Over the last few weeks, LinuxToday editor-in-chief Carla Schroeder has been understandably critical of old media. In reporting on outbreaks of Windows-exploiting viruses and malware, they’ve consistently failed to call a spade a spade, and explain the root cause: “It’s Windows malware, not computer malware!” (emphasis mine)
Well, it seems our friends over at the New York Times finally got a fact straight: in reporting on the Conficker worm, they gave us the straight story – and even threw in a little extra, unsolicited but very tasty nugget of truth at the end…
Conficker is a program that is spread by exploiting several weaknesses in Microsoft’s Windows operating system.
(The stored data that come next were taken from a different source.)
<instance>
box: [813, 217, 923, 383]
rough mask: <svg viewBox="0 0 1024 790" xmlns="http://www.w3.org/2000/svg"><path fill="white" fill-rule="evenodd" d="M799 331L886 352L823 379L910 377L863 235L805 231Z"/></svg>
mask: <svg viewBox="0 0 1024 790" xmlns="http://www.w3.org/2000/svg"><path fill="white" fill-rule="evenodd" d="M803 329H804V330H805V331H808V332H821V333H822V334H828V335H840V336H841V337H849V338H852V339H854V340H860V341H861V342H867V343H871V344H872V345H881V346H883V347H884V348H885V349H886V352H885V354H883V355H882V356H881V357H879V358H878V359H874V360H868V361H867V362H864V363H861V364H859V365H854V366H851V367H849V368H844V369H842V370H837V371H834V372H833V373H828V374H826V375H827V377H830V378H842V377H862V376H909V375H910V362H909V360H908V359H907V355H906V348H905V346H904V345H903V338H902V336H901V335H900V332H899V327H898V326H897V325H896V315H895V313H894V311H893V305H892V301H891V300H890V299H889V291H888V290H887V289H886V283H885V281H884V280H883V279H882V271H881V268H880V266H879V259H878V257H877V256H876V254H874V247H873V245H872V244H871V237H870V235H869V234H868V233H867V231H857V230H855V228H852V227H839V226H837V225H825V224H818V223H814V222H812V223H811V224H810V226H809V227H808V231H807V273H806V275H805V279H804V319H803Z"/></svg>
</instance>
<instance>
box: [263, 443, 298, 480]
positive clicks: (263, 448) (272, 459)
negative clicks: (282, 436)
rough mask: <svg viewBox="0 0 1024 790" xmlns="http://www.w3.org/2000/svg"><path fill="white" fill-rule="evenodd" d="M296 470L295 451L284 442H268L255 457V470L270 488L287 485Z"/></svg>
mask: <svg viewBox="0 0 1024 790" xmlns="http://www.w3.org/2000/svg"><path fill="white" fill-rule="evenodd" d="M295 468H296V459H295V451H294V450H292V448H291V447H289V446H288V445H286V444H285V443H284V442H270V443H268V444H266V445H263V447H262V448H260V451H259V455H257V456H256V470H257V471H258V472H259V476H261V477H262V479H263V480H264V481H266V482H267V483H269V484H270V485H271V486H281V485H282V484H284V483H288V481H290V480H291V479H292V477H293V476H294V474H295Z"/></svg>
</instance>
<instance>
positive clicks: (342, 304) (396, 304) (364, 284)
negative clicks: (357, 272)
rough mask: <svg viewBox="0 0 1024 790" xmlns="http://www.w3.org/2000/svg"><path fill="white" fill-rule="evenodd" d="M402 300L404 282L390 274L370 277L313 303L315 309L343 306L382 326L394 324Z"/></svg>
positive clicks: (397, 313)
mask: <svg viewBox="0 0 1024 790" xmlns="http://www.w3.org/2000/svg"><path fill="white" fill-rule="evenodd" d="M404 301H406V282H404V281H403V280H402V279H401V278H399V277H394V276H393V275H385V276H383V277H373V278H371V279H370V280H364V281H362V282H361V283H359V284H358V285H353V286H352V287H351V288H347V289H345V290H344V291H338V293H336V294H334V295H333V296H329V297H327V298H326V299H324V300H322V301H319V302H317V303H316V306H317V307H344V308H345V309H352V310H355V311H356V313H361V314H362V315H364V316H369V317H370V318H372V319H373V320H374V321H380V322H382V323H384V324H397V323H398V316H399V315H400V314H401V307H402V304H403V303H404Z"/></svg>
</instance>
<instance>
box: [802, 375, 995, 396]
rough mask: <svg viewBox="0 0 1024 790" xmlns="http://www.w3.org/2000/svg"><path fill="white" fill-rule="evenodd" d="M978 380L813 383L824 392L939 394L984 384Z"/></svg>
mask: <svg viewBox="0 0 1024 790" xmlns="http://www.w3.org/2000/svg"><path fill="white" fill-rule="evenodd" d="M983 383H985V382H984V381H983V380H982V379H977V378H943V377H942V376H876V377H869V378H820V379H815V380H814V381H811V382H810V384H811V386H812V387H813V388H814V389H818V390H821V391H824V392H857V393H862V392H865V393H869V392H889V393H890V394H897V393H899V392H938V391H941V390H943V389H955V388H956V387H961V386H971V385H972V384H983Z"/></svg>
Various versions of the software have spread widely around the globe since October, mostly outside the United States because there are more computers overseas running unpatched, pirated Windows. (The program does not infect Macintosh or Linux-based computers.)
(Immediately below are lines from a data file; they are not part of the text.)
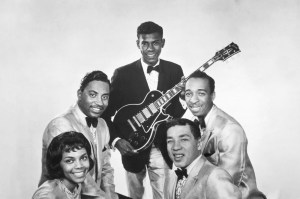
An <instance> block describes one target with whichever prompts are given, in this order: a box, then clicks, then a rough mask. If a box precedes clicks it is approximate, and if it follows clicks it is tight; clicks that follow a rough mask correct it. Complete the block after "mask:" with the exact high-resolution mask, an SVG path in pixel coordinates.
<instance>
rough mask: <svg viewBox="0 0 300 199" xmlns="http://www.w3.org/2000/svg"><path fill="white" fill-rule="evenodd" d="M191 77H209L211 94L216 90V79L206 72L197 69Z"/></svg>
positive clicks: (190, 77) (191, 77) (190, 75)
mask: <svg viewBox="0 0 300 199" xmlns="http://www.w3.org/2000/svg"><path fill="white" fill-rule="evenodd" d="M190 78H202V79H207V80H208V83H209V88H210V94H212V93H213V92H215V80H214V79H213V78H212V77H211V76H209V75H207V74H206V73H205V72H201V71H199V70H197V71H195V72H193V73H192V74H191V75H190Z"/></svg>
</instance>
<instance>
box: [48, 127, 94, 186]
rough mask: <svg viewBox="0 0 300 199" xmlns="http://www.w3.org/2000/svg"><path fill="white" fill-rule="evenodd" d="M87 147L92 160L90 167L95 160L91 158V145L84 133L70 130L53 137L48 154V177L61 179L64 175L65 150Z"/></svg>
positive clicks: (51, 178)
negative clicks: (60, 164) (84, 135)
mask: <svg viewBox="0 0 300 199" xmlns="http://www.w3.org/2000/svg"><path fill="white" fill-rule="evenodd" d="M78 149H85V150H86V152H87V154H88V157H89V162H90V169H89V170H91V169H92V168H93V167H94V161H93V160H92V158H91V154H92V153H91V145H90V143H89V141H88V140H87V139H86V138H85V136H84V135H83V134H82V133H78V132H75V131H69V132H65V133H62V134H60V135H58V136H56V137H54V138H53V140H52V141H51V143H50V145H49V147H48V149H47V156H46V167H47V171H48V176H47V177H48V179H50V180H52V179H60V178H63V177H64V172H63V170H62V168H61V166H60V162H61V160H62V154H63V152H70V151H75V150H78Z"/></svg>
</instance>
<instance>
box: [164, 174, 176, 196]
mask: <svg viewBox="0 0 300 199" xmlns="http://www.w3.org/2000/svg"><path fill="white" fill-rule="evenodd" d="M166 184H167V192H168V194H167V196H168V197H167V198H166V199H174V198H175V189H176V184H177V175H176V174H175V172H174V171H172V173H171V174H170V178H169V182H168V181H167V182H166Z"/></svg>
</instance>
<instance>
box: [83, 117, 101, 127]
mask: <svg viewBox="0 0 300 199" xmlns="http://www.w3.org/2000/svg"><path fill="white" fill-rule="evenodd" d="M85 120H86V124H87V125H88V127H91V126H93V127H94V128H96V127H97V125H98V118H96V117H86V118H85Z"/></svg>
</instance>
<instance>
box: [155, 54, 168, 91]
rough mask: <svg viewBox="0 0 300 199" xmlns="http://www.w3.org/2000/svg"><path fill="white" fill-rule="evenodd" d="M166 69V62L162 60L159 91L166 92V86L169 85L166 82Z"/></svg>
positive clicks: (158, 75)
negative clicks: (165, 62) (165, 87)
mask: <svg viewBox="0 0 300 199" xmlns="http://www.w3.org/2000/svg"><path fill="white" fill-rule="evenodd" d="M164 67H165V62H164V60H162V59H161V60H160V63H159V74H158V84H157V90H159V91H163V92H165V91H166V88H165V87H166V86H167V85H168V84H167V82H166V80H167V78H166V75H167V74H166V72H165V70H164Z"/></svg>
My friend Helios has, in countless blog entries, conferred a marvelous rhetorical question: Why would you ever buy a product that doesn’t work properly until you buy another product?! If shelling out the dough for Windows, and putting up with its insecurities, instabilities and invasions of privacy wasn’t bad enough, users end up needing antivirus software to keep their Windows PCs happy – at least until the virus authors up the ante:
It is possible to detect and remove Conficker using commercial antivirus tools offered by many companies. However, the most recent version of the [worm] has a significantly improved capacity to remove commercial antivirus software and to turn off Microsoft’s security update service. It can also block communications with Web services provided by security companies to update their products. It even systematically opens holes in firewalls in an effort to improve its communication with other infected computers.
It takes some powerful emotions, rationalizations and denials for people to tolerate prolonged exposure to the inexcusable – whether it’s bad working conditions, abusive relationships or disobedient computers. Yet, for some reason, the computing public always takes the Pied Piper from Redmond back – despite the wide availability of superior, and in many cases free, alternatives. Alternatives that don’t fall prey to evil nasties like Conficker. In many unacceptable situations, the solution stares the victim in the face at every turn – but before you can take that first step toward freedom, you’ve got to accept that it’s out there, and that you deserve better.